Flávio comemora classificação
O anúncio da medida, pelo secretário de Estado americano, Marco Rubio, ocorre um dia após uma reunião entre ele e Flávio Bolsonaro na Casa Branca. Antes, o senador visitou o presidente dos EUA, Donald Trump, no Salão Oval, onde apresentou esse pedido.
Flávio defende essa classificação ao menos desde o ano passado, quando o governo Lula intensificou contatos com o governo americano para evitar a medida. O Executivo argumenta que as facções não se enquadram no conceito legal brasileiro de terrorismo, em que grupos causam pânico social por motivações políticas ou ideológicas. Para o governo brasileiro, PCC e CV cometem crimes em busca de dinheiro.
Lula e o PT ainda dizem que a classificação das facções como terroristas abre brechas para os EUA realizarem intervenções militares no Brasil, ferindo a soberania nacional, ou seja, o controle do território nacional pelo Estado brasileiro.

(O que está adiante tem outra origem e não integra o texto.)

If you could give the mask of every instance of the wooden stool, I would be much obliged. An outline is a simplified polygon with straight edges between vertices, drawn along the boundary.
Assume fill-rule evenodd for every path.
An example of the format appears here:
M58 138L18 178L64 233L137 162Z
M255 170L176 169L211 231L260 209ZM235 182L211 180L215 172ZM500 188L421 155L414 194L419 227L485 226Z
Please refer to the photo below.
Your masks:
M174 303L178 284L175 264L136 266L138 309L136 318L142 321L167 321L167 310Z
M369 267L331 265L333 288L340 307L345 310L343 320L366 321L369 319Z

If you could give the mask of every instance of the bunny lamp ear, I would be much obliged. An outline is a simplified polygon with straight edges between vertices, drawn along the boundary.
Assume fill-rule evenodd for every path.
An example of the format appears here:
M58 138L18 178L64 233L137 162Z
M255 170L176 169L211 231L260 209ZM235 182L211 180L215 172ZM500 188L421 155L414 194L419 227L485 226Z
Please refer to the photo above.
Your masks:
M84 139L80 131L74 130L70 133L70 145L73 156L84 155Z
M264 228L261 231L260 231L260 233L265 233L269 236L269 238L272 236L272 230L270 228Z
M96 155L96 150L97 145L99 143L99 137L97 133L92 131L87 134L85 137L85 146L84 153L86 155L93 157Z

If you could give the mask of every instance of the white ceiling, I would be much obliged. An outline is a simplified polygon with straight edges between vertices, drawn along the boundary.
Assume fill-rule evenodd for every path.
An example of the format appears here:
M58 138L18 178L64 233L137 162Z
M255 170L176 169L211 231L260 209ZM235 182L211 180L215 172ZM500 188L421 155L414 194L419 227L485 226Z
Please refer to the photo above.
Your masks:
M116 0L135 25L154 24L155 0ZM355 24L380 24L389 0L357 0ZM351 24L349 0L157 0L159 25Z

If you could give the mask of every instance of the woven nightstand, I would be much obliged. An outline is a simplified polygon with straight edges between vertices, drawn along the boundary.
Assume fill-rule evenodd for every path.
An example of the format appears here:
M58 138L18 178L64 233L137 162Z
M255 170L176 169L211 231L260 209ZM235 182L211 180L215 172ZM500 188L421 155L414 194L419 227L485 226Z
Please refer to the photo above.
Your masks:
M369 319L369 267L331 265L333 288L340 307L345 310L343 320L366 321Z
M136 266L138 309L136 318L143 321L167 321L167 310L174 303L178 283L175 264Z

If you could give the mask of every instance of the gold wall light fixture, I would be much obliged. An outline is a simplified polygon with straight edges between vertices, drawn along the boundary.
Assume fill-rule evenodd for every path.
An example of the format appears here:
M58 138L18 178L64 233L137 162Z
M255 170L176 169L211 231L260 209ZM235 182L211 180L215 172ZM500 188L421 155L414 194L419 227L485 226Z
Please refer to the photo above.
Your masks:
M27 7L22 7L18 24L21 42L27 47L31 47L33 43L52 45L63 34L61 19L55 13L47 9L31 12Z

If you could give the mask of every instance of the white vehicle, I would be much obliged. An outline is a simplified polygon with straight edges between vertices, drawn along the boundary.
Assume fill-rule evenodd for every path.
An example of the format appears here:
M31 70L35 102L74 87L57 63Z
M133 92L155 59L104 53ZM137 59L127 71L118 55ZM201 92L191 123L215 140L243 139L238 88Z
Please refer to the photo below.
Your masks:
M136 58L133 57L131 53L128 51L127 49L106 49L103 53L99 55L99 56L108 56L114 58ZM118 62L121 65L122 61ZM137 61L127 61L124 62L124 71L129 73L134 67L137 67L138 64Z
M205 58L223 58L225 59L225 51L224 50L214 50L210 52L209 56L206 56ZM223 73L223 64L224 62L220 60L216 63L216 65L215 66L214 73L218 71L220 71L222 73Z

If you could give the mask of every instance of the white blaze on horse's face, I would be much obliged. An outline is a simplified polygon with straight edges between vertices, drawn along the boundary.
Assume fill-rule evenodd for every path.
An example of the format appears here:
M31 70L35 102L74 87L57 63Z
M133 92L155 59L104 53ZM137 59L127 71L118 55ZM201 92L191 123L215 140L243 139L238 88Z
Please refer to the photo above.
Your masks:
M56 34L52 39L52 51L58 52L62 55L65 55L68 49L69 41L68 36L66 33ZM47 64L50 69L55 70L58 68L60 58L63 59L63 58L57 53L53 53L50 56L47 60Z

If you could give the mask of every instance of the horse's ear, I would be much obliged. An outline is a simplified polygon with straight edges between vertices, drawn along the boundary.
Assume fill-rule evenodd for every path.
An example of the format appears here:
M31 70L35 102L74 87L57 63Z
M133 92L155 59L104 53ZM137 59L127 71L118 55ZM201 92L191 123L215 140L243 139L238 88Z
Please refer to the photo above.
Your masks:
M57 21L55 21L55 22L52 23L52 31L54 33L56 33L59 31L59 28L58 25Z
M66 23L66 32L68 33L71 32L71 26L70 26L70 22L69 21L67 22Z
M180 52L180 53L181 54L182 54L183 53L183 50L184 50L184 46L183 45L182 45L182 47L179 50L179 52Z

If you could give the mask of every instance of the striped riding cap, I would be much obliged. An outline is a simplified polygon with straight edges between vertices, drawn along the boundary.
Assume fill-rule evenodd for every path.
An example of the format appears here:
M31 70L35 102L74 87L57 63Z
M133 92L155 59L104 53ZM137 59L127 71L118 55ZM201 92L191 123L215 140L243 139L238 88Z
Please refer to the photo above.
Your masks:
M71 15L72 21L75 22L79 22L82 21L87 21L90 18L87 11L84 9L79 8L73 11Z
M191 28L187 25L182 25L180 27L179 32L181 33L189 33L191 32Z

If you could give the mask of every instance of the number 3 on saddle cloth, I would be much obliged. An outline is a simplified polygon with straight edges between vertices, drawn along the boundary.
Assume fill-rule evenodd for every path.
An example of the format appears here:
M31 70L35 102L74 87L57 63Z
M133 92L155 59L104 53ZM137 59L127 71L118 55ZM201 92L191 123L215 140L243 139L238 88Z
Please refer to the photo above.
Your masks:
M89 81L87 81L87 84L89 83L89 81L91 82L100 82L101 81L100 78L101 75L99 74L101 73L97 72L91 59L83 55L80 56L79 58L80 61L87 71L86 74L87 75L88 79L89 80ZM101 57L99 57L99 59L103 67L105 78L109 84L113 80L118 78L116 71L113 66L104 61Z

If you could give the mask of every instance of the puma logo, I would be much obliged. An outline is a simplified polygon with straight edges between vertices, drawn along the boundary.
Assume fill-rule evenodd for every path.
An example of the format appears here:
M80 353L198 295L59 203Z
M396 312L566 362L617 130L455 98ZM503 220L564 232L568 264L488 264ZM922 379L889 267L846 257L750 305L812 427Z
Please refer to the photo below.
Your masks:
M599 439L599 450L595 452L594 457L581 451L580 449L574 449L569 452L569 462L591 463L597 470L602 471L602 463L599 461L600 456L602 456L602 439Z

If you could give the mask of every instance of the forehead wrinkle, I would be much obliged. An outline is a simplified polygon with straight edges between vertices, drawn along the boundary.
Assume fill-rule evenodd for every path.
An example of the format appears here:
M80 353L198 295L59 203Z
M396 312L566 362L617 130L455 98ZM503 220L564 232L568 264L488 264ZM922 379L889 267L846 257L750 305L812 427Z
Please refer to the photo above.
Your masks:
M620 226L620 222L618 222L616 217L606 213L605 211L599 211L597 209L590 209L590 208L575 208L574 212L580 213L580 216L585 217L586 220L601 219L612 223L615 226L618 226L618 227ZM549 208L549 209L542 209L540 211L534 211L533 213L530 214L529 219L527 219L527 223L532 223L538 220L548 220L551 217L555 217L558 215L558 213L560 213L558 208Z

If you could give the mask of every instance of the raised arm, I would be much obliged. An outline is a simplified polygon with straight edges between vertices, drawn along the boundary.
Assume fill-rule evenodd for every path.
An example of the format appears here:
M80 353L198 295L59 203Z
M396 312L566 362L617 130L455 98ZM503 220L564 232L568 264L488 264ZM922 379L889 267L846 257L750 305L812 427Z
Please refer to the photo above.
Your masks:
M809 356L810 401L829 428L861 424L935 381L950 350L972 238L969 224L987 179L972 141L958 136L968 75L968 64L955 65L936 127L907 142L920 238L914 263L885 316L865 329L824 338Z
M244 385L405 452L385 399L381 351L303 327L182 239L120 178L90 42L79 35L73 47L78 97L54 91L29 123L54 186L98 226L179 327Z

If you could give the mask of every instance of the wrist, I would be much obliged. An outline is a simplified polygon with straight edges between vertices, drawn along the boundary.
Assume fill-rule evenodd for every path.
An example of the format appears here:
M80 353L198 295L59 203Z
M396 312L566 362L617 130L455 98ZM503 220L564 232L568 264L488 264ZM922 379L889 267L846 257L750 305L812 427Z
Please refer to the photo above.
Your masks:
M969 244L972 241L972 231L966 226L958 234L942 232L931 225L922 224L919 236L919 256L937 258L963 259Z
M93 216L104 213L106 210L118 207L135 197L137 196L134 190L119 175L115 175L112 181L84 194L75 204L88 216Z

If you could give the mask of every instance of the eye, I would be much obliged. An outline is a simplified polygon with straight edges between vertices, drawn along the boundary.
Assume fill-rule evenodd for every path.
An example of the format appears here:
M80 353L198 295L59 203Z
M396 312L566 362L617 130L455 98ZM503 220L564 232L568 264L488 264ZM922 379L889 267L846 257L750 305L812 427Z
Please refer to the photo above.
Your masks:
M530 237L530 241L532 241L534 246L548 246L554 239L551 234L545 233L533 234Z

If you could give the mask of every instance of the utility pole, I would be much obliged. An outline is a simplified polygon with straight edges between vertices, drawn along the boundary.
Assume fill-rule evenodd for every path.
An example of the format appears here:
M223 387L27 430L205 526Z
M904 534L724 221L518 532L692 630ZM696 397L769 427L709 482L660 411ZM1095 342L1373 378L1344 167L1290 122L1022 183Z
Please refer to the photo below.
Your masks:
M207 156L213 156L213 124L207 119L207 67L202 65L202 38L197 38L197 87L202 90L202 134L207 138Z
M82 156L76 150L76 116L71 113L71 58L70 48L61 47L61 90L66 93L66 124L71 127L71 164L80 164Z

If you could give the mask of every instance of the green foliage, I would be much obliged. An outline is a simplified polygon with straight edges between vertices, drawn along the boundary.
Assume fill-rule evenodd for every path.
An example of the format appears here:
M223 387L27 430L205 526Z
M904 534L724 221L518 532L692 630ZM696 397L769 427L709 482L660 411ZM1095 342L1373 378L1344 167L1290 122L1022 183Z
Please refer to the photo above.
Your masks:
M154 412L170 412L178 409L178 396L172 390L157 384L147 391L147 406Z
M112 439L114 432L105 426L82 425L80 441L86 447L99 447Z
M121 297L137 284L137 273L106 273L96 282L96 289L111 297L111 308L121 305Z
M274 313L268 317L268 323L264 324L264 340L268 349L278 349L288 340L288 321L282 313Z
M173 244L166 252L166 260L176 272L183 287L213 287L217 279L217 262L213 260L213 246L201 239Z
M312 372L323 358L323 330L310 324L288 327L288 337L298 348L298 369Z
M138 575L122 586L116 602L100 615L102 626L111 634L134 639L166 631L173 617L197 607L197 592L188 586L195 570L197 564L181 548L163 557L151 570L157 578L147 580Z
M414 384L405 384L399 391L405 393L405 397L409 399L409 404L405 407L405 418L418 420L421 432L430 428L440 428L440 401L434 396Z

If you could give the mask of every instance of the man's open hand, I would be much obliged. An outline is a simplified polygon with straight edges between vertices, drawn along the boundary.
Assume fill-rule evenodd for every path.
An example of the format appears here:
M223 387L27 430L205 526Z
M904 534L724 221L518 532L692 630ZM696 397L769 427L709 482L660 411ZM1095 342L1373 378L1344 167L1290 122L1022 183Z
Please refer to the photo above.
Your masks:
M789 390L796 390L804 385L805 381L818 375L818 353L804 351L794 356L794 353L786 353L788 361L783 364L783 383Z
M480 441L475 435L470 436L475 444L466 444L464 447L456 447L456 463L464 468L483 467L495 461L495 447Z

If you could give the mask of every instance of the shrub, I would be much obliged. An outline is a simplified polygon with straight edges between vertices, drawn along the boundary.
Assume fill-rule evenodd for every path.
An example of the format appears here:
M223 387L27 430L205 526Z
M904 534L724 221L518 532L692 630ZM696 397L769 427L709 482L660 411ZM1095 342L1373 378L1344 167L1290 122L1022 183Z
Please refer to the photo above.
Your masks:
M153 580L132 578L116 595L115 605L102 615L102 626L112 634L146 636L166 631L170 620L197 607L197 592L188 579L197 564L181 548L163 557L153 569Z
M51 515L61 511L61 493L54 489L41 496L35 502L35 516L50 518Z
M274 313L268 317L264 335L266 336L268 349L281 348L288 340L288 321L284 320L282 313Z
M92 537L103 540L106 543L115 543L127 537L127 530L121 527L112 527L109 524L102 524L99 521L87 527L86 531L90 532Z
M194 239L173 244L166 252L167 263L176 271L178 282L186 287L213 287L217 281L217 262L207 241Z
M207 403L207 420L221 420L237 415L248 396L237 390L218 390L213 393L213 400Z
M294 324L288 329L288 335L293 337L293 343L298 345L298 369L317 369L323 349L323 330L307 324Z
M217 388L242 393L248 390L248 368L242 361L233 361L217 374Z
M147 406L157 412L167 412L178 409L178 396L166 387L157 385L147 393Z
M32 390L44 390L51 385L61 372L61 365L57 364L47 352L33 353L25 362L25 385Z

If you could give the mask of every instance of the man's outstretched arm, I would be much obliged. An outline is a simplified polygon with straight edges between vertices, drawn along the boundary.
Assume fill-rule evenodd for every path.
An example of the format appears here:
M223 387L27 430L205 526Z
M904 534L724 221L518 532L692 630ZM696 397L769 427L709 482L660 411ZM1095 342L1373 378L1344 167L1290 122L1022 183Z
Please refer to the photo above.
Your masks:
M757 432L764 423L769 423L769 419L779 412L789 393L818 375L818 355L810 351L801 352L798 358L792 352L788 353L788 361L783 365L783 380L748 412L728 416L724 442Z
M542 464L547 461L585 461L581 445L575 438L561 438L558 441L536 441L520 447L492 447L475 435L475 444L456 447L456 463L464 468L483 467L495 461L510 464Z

Lula confirma que indicará Messias novamente para o STF
O presidente Luiz Inácio Lula da Silva (PT) confirmou, nesta sexta-feira (29), que enviará novamente ao Senado a indicação do advogado-geral da União, Jorge Messias, para a vaga aberta no Supremo Tribunal Federal (STF) após a aposentadoria antecipada do ministro Luís Roberto Barroso.
Na primeira tentativa, Messias teve o nome rejeitado pelos senadores por 42 votos contrários a apenas 34 favoráveis, impondo uma derrota histórica ao governo. Lula criticou a decisão dos parlamentares, afirmando que a rejeição foi puramente política, e não por conta da carreira do advogado.
“Ele foi derrotado por uma questão simplesmente política. (...) Portanto, eu vou indicar o Messias outra vez”, declarou o presidente em um compromisso no estado de Sergipe.